How Much is China’s Property Market Weighing on Its Economy?
DATE:  Sep 08 2023
/ SOURCE:  Yicai
How Much is China’s Property Market Weighing on Its Economy? How Much is China’s Property Market Weighing on Its Economy?

(Yicai) Sept. 8 -- China’s growth this year has been weaker than expected as its economy has been hit by two severe shocks. 

First, tight monetary policy in its trading partners is depressing consumption and, as a result, the demand for China’s exports. Figure 1 shows that the volume of retail sales in the US and the Euro Area has been trending down for the last year and a half. 

Figure 1

Of course, Chinese exporters are not alone in having to manage these challenging conditions. Those from other countries are in the same boat. However, Chinese firms are holding their own in key markets like the European Union, which has been purchasing 21 percent of its imports from China, up 3 percentage points from pre-Covid levels (Figure 2). These data suggest that there is nothing wrong with China’s export sector and that sales should rebound once foreign demand stabilizes. 


Figure 2

Data released by the National Bureau of Statistics (NBS) allow us to quantify the impact of weaker net exports on China’s GDP growth. The NBS estimates that net exports subtracted 0.6 percentage points from growth in the first half of the year. In other words, if monetary policy in China’s trading partners had been neutral, China’s GDP growth would have been 6.1 percent instead of the 5.5 percent actually recorded.

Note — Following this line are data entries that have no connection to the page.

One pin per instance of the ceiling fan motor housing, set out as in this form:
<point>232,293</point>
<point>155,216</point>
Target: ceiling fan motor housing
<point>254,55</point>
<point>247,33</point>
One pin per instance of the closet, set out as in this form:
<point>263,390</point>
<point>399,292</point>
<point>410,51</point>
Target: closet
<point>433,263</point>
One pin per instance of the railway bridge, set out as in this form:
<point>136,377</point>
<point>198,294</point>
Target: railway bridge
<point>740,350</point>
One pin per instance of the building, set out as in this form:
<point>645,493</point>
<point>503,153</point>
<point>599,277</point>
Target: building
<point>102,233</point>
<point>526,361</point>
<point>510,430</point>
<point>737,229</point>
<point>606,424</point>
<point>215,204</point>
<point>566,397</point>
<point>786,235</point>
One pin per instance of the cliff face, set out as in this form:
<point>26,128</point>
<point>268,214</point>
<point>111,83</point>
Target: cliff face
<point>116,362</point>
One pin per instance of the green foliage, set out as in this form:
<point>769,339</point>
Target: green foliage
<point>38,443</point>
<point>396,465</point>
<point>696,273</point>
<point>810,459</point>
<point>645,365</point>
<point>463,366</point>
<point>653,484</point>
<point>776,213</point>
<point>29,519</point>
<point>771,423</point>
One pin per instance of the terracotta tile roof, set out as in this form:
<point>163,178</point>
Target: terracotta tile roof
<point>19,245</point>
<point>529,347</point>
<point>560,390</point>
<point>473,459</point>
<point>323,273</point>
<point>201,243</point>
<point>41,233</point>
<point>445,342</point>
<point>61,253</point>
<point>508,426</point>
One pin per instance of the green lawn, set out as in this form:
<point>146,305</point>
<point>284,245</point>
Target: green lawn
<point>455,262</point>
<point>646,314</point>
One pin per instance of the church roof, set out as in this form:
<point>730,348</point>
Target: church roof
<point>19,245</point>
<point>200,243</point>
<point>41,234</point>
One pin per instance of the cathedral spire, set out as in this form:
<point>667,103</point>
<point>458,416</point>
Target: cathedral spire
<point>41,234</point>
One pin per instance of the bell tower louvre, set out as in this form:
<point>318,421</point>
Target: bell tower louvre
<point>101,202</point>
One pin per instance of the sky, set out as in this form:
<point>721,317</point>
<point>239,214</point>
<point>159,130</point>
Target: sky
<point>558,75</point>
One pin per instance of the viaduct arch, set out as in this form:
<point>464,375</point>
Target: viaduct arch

The second shock from which the Chinese economy is suffering is a domestic one – the downturn in the property market. 

To some extent, this shock was policy-induced. In August 2020, the government introduced guidelines to keep the growth of developers’ liabilities in line with the strength of their balance sheets. Subsequently, the pandemic reduced households’ willingness to shop for apartments. This exacerbated developers’ liquidity squeeze, as a large proportion of buyers typically pay for their apartments before they are built. Such pre-sales had provided developers with an important source of funds.

Even though the pandemic is behind us, households remain wary of buying new apartments. They have concerns about developers’ creditworthiness and they are uncomfortable putting their money down in advance. The recent difficulties reported by Country Garden, one of the country’s biggest developers, only serve to heighten households’ wariness. 

The NBS does not provide a ready metric to gauge the impact the property market downturn is having on GDP growth. Its data shows that construction plus real estate accounted for 13 percent of GDP last year. This is a rough estimate of the sector’s direct importance to the economy. However, the property market is deeply intertwined with other sectors. It has upstream linkages to building supplies and downstream linkages to household appliances and home furnishings.

Kenneth Rogoff and Yuanchen Yang use input-output tables to get a more comprehensive picture of the importance of the real estate sector within the Chinese economy. They find that, considering all the relevant linkages, residential and commercial real estate together account for 24 percent of GDP. 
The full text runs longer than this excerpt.